Building the HMI Dashboard
Using Ignition Perspective:
- Numeric labels
- Live counters
- LED indicators
- Trend charts
were bound directly to MQTT tags.
The result was a live industrial dashboard displaying real-time STM32 telemetry.
Key Engineering Concepts Learned
This project demonstrates several important industrial engineering concepts.
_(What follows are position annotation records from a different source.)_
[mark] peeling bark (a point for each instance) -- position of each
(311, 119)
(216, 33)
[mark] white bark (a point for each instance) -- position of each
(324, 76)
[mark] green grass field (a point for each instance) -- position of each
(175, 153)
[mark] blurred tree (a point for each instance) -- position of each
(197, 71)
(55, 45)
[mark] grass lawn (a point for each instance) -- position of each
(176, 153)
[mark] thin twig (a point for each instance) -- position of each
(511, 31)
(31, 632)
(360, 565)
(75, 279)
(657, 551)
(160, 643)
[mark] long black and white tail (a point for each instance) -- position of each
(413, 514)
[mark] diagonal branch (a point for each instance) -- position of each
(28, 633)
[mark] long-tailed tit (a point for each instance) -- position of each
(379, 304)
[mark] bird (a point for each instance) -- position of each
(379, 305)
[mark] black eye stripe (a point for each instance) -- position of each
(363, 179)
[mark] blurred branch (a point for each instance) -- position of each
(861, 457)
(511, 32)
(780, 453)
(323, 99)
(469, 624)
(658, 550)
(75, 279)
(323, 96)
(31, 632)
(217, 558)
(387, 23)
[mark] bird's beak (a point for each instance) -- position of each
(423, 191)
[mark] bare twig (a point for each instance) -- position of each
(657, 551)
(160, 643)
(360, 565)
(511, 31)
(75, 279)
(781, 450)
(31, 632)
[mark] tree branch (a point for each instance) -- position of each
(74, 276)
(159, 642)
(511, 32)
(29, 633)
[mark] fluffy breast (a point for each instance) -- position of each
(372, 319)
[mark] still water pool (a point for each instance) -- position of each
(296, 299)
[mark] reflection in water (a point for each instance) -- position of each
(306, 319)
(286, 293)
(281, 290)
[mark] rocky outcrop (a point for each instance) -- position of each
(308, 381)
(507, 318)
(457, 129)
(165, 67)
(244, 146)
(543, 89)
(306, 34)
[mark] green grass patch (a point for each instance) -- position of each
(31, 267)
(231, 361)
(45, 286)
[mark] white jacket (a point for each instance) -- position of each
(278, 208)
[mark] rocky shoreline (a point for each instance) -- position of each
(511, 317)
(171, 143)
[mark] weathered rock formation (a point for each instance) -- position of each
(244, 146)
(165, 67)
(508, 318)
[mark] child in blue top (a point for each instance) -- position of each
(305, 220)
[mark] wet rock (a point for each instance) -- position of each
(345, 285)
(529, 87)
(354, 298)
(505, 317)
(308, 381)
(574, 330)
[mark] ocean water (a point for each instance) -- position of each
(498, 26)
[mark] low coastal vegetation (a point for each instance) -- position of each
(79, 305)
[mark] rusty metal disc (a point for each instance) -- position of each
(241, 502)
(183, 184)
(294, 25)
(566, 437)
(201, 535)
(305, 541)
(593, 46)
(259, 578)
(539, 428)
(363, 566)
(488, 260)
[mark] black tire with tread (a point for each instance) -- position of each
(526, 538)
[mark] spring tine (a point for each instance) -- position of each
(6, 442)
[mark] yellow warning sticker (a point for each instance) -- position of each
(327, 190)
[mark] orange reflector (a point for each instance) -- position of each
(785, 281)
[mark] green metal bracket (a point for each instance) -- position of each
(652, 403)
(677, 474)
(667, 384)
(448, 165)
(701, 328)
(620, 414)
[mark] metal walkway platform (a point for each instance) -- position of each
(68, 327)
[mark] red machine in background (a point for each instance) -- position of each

| Technology | Industrial Relevance |
|---|---|
| STM32 HAL | Embedded firmware |
| UART | Device communication |
| Python | Edge computing |
| MQTT | IIoT messaging |
| Mosquitto | Broker infrastructure |
| Ignition | Modern SCADA |
| Live Tags | Industrial telemetry |
| Perspective | Web HMI |
Challenges Faced
Several practical engineering issues were encountered during implementation.
Debugger Entering HAL_GetTick()
While debugging, stepping into HAL_Delay() repeatedly entered:
HAL_GetTick()
This occurs because STM32 HAL delays internally depend on SysTick timing.
Multiple Python Installations
Conflicts occurred between:
- MSYS2 Python
- Official Python installation
This was solved using:
py -3.13
instead of generic python.
COM Port Access Issues
Only one application can own the UART COM port at a time.
PuTTY had to be closed before Python gateway execution.
Industrial Applications
This architecture is directly applicable to:
- Smart Motor Control Centers (MCC)
- Remote condition monitoring
- Industrial dashboards
- Edge telemetry gateways
- Predictive maintenance systems
- Digital twins
- Energy monitoring
- HIL systems
Future Improvements
The project can be extended significantly.
Recommended Enhancements
| Enhancement | Benefit |
|---|---|
| JSON payloads | Structured telemetry |
| FreeRTOS | Real-time multitasking |
| DMA UART | Non-blocking communication |
| OPC UA | Enterprise integration |
| Modbus RTU/TCP | PLC interoperability |
| TLS MQTT | Secure communication |
| Edge AI | Intelligent analytics |
| Database logging | Historical analysis |
Conclusion
This project successfully demonstrated a complete Industrial IoT telemetry pipeline from STM32 embedded firmware to Ignition SCADA using MQTT.
The implementation combines:
- embedded systems
- edge computing
- industrial communication
- SCADA visualization
- real-time telemetry
into a modern industrial architecture suitable for next-generation automation systems.
For engineers learning Industrial IoT, this project provides an excellent foundation in:
- embedded telemetry
- MQTT messaging
- SCADA integration
- edge gateway development
- industrial software architecture
The transition from blinking LEDs to live SCADA telemetry represents a critical milestone in becoming an industrial embedded systems engineer.